Кусты с хрустом раздвинулись, и открылась небольшая прогалина. Сердце юнака радостно прыгнуло и… рухнуло в пятки, разлетевшись острыми осколками. Туши коров лежали вповалку, в стеклянных глазах мутно отражался лес, возле одной кишела вереница муравьев, жуков, да и к остальным подбирались мелкие жруны, спеша урвать кусок до прихода крупных.

Пастушок повернулся на костяной стук, и дыхание вылетело из груди с сиплым свистом, будто взял неверную ноту. Трясучка мигом выбила силы, даже ног не чуял. Пальцы ухватились за резные обереги на поясе, фигурки уточек, коней скользнули под кожей холодно, привычного тепла не вызвав.

Существо нехотя оторвалось от созерцания павших коров. Загремело, потом противно хрустнуло. Пастушонок с ужасом уставился в черные провалы рогатого черепа, на траву, видную сквозь прутья ребер. Коровий скелет «глянул» жутко.
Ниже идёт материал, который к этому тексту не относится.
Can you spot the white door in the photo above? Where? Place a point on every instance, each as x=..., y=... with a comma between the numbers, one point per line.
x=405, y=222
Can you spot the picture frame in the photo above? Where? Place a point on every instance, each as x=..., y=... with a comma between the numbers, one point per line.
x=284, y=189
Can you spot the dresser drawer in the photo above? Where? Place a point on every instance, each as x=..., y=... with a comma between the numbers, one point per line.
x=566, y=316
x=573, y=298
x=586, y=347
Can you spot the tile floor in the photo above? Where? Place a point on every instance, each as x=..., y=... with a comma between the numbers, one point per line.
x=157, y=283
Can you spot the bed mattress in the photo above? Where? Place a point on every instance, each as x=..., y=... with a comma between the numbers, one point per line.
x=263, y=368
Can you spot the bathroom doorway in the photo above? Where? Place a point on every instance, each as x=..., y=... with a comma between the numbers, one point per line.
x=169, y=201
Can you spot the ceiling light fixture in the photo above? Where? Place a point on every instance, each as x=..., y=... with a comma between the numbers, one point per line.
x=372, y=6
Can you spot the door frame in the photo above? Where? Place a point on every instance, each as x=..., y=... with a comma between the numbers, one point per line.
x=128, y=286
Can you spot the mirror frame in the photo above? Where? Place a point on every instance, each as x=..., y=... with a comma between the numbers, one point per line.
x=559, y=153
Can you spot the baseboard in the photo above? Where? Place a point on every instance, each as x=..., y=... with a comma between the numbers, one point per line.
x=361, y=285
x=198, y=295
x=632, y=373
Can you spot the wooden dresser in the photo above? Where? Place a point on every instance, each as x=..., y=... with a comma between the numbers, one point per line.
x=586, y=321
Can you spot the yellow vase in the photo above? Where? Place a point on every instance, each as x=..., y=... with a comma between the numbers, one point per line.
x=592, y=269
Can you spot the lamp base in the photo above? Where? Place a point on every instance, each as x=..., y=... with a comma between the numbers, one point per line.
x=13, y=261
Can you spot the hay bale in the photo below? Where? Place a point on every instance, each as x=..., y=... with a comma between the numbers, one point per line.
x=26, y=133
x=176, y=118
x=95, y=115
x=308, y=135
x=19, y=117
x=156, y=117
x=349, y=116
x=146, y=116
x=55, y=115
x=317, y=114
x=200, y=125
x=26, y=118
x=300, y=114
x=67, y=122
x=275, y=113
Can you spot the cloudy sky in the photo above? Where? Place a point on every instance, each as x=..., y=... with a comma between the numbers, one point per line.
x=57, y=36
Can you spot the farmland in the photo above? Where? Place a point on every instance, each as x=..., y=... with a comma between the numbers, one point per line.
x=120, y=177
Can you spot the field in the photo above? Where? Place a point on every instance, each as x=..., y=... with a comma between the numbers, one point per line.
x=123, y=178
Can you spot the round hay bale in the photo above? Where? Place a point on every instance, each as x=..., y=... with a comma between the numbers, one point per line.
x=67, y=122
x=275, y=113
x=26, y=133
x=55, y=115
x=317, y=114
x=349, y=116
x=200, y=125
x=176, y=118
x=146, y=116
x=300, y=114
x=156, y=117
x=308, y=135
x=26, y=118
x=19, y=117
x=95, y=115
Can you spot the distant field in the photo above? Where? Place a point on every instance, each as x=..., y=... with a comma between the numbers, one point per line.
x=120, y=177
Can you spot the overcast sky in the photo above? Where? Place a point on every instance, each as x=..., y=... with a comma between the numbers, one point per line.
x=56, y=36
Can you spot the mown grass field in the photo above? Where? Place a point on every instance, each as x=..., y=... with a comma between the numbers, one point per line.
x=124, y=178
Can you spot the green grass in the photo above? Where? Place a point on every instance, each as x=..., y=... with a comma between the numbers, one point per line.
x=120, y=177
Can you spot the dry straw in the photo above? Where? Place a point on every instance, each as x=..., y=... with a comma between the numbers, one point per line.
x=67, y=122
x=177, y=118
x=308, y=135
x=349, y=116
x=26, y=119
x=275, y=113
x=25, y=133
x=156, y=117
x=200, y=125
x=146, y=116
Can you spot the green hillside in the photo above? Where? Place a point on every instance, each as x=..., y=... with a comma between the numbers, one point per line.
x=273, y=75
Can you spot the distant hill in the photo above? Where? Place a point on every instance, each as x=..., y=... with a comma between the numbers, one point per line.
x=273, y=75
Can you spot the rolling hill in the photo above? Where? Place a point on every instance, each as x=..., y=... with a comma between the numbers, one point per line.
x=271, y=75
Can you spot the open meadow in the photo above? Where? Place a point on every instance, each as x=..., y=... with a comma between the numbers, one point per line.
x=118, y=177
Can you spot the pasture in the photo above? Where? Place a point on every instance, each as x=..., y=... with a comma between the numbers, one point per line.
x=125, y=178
В груди у паренька мгновенно смерзлось, со звоном к голове подкатила тошнота, лес залила ночная тьма.

Он потер трясущиеся ладони друг о дружку, будто хотел зажечь огонь. Мелькнула мысль: петуха бы да лопату, но насмешливое понимание, что не успеет зарыть пернатого и пошептать заумь, стерло желание без следа.

«Волос благой, защити!» – молится мальчишка истово.

Коровья Смерть повела головой, будто принюхиваясь дырками ноздрей, шейные позвонки противно скрипели – как дверь на ржавой петле под порывами ветра. Ноги согнулись с глухим визгом. Громыхая костями, неестественно белыми, будто их долго вываривали, а затем побелили, нечисть приблизилась к замершему человечку.

– Мамочки!

В голове лихорадочно пронеслась успокаивающая мысль, что Коровья Смерть страшна скоту, а людям бояться нечего, но в груди рос тошнотворный холод, потом свет в глазах померк.

Сквозь мощный гул в ушах пробилась слабая человечья речь:

– А ну, кто тут озорует?

Пастушок приоткрыл глаза. В воздухе со свистом мелькнула размазанная полоса, громко кракнуло. Ладонь инстинктивно закрыла лицо от обломков костей. Острые рога кувыркнулись в воздухе и вонзились в мягкую почву. Коровий скелет с шумом дернулся и со скрипом осыпался на траву белой кучкой.

Войлочная глухота в ушах исчезла, пастушок поспешно вдохнул полной грудью. Воздух был такой вкусный, упоительный! Взглядом он поискал нежданного спасителя. С губ сорвался невнятный хрип, ноги подломились. Тело безвольно свалилось под копыта громадного коня с багровыми, как пекельные угли, глазами.